T he last time Piet Mondrian’s Composition No. II (1930) came to auction it sold for $2.2 million US, making it not only the artist’s most expensive painting ever sold – but also the most valuable work of abstract art, according to the New York Times. Almost forty years later, this Mondrian masterpiece is returning to the block on 14 November as part of the Modern Evening Auction in New York, where it’s expected to sell for over $50 million.
Such a high estimate is deserving of a painting that’s so emblematic of a pivotal period in Modern art. “Composition No. II is an undeniable masterwork by the artist, bearing the signature hallmarks of Mondrian’s groundbreaking, elemental approach to composition – black lines, forms of primary colors, and geometric precision,” says Oliver Barker, Sotheby’s Chairman of Europe, in a press release. “The work hums with an electricity that mirrors the energy of painting in Europe at this time and remains as vital as it did when it was painted nearly one hundred years ago.”
A cornerstone of modern art and one of the earliest innovators of European abstraction, Piet Mondrian refined his mature style in Paris during the 1920s and early 1930s. Well known in international art circles at the time, the Dutch painter counted Peggy Guggenheim and Alfred Barr among his patrons, and artists such as Hilla Rebay and Marcel Duchamp made frequent visits to his immaculate studio. Alexander Calder visited in 1930, the year Composition No. II was produced, and later recalled: “I was very much moved by Mondrian’s studio, large, beautiful and irregular in shape as it was, with the walls painted white and divided by black lines and rectangles of bright color, like his paintings.”
Composition No. II stands at the pinnacle of Mondrian’s most significant period. Balanced and harmonious, its gridded abstraction and geometric composition became hallmarks of the artist. Perhaps surprisingly, the artist’s vanguard sensibility belies his traditional background and Calvinist upbringing. Upon returning to Paris in 1919, following the Treaty of Versailles, which ended the First World War, Mondrian made his mature developments in abstraction, which he saw as an effort to infuse a religiously inspired Dutch aesthetic with a radical, modernist fervor. In the decade that followed, he refined his new aesthetic vocabulary of primary colors and empty planes divided by stark black lines. Each canvas from this period consists of minor variations in shapes and shades of color, and each is an attempt to express a principle of equilibrium among opposing elements.

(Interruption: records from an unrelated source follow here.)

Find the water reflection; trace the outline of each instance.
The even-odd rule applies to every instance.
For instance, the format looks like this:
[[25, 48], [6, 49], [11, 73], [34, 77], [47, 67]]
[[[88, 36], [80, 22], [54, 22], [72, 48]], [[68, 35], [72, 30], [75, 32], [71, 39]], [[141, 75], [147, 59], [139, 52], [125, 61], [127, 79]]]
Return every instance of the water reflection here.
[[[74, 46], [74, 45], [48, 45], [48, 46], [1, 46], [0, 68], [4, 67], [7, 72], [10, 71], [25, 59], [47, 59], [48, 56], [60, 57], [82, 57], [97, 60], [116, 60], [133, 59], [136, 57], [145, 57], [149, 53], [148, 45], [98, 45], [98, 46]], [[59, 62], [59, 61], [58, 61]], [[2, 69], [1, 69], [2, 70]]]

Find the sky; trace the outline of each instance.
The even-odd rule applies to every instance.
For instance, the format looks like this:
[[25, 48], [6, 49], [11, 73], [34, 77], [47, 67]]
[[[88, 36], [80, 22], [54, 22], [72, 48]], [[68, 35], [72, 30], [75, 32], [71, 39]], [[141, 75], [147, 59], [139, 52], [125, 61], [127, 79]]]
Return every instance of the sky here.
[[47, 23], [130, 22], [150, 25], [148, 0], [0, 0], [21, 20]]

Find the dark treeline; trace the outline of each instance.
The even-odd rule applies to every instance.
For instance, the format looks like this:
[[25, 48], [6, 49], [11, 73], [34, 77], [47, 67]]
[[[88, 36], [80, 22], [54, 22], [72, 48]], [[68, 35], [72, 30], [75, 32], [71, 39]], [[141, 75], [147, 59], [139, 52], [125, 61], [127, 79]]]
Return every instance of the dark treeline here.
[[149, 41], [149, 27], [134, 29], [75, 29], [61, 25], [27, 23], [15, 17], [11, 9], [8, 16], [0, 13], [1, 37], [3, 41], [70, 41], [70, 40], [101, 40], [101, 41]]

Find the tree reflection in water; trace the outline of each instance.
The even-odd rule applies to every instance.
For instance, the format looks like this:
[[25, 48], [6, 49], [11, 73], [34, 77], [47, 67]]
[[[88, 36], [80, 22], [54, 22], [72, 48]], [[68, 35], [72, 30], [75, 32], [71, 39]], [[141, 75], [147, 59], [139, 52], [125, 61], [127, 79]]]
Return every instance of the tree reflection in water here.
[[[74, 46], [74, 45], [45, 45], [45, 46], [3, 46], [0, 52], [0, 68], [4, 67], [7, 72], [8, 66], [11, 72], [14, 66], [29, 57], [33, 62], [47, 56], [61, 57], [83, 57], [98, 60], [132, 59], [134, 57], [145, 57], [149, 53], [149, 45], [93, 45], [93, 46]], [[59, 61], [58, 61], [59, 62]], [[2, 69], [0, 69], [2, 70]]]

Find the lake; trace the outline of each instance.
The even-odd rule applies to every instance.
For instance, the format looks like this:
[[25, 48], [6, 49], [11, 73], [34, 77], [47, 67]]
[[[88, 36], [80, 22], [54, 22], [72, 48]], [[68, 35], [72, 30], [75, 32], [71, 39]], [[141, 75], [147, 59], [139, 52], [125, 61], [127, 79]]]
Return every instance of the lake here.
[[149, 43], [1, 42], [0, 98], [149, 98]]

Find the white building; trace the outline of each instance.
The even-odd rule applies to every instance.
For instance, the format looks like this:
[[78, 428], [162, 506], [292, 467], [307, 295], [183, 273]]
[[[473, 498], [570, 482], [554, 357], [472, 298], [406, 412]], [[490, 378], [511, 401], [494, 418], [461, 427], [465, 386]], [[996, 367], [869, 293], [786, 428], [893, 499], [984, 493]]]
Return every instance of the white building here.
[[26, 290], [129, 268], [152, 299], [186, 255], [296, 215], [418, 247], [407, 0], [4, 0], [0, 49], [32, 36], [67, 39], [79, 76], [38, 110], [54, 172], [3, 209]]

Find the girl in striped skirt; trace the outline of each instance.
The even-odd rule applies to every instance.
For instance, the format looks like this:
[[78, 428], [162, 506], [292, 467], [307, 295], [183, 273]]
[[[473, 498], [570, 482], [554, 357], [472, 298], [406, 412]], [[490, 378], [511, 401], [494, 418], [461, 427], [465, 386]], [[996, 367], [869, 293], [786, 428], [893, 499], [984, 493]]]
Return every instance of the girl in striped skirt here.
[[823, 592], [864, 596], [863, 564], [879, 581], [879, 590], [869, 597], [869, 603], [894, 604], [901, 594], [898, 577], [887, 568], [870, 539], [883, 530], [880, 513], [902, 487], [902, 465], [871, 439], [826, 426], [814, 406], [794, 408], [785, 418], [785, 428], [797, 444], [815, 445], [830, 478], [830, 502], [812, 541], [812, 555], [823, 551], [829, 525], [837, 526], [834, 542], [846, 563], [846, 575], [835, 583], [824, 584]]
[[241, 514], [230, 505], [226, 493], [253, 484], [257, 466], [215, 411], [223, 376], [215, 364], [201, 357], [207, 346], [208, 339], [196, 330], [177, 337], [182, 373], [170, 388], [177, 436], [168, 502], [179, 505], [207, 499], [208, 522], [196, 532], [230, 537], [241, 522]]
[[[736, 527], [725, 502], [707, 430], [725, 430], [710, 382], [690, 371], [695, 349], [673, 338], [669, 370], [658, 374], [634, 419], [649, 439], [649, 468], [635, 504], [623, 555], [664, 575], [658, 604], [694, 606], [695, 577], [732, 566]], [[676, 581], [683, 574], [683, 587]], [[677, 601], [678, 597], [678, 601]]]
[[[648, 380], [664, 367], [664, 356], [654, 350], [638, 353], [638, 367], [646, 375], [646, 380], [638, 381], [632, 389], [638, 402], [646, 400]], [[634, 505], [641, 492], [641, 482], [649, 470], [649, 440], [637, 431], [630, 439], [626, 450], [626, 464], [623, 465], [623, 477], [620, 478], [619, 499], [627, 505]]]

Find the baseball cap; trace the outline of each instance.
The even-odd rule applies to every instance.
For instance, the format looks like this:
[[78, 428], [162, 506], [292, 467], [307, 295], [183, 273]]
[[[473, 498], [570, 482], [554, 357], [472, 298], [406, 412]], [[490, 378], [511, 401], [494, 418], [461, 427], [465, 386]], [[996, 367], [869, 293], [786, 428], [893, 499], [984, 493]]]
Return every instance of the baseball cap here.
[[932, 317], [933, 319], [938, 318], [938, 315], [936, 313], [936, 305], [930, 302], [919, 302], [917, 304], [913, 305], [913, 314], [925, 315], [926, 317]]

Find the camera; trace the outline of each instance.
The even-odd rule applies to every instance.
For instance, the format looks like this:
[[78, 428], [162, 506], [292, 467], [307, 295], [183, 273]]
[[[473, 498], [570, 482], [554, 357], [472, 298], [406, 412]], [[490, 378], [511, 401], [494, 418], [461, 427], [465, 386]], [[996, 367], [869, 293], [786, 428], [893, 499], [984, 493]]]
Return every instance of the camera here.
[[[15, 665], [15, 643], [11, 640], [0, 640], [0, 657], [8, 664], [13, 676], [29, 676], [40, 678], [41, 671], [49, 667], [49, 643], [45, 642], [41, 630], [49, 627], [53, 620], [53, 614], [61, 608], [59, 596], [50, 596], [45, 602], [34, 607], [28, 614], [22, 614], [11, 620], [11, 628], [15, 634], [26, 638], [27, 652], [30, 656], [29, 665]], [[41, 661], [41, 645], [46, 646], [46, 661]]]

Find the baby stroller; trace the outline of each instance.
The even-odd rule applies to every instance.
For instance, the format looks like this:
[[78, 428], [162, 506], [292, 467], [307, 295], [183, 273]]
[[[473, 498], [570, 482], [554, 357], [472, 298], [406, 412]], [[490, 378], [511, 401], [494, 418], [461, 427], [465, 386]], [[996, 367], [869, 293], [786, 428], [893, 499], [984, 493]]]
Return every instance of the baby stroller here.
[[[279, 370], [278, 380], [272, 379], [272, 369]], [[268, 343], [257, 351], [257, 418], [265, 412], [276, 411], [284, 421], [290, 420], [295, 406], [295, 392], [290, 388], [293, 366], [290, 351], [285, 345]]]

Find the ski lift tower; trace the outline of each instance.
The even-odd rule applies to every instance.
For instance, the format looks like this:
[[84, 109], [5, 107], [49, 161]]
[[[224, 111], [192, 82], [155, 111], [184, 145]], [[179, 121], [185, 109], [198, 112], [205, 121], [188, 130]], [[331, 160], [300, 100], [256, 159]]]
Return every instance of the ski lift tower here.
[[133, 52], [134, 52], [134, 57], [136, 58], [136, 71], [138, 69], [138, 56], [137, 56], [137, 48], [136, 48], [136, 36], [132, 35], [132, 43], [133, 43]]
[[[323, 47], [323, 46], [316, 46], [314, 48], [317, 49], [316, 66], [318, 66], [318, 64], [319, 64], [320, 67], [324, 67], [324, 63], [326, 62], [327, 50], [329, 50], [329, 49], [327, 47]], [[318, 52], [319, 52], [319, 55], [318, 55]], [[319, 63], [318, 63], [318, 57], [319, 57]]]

“The work hums with an electricity that mirrors the energy of painting in Europe at this time and remains as vital as it did when it was painted nearly one hundred years ago.”
Mondrian once said that as his “work unconsciously began to deviate more and more from the natural aspects of reality … the first thing to change in my painting was the color. I forsook natural color for pure color.” The large red quadrant in Composition No. II is rare among this body of work – of nearly 120 oils from this period, seventeen are dominated by this striking shade, only three of which are held in private collections.
First exhibited in 1930 in the inaugural Cercle et Carré exhibition in Paris, the work was loaned by Mondrian to Swedish artist Otto Carlsund in the 1930s and it briefly spent time in the collection of Dutch artist César Domela in the late 1940s. Later, Composition No. II was held in the Bartos collection until 1983, when it was sold at auction alongside important works by Joan Miró, Alexander Calder, Fernand Léger and Mark Rothko.
By 1937, Mondrian’s work was exhibited as “Degenerate Art” in Nazi Germany. Within a year, he left France, where he’d mostly lived since 1911, and decamped to England and then New York City. There, beginning in 1940, he finally abandoned the use of stark black lines in his paintings.
Still, Mondrian’s immediately recognizable abstractions have played an outsize role in both art history and the popular imagination. Artists from schools as wide-ranging as Color Field and Minimalism to Pop Art have counted Mondrian among their greatest influences. His geometric motifs and primary-color palette influenced iconic designs from Yves Saint-Laurent’s famous cocktail dresses of the mid-1960s to buildings such as the Eames House in California and the Hague’s City Hall.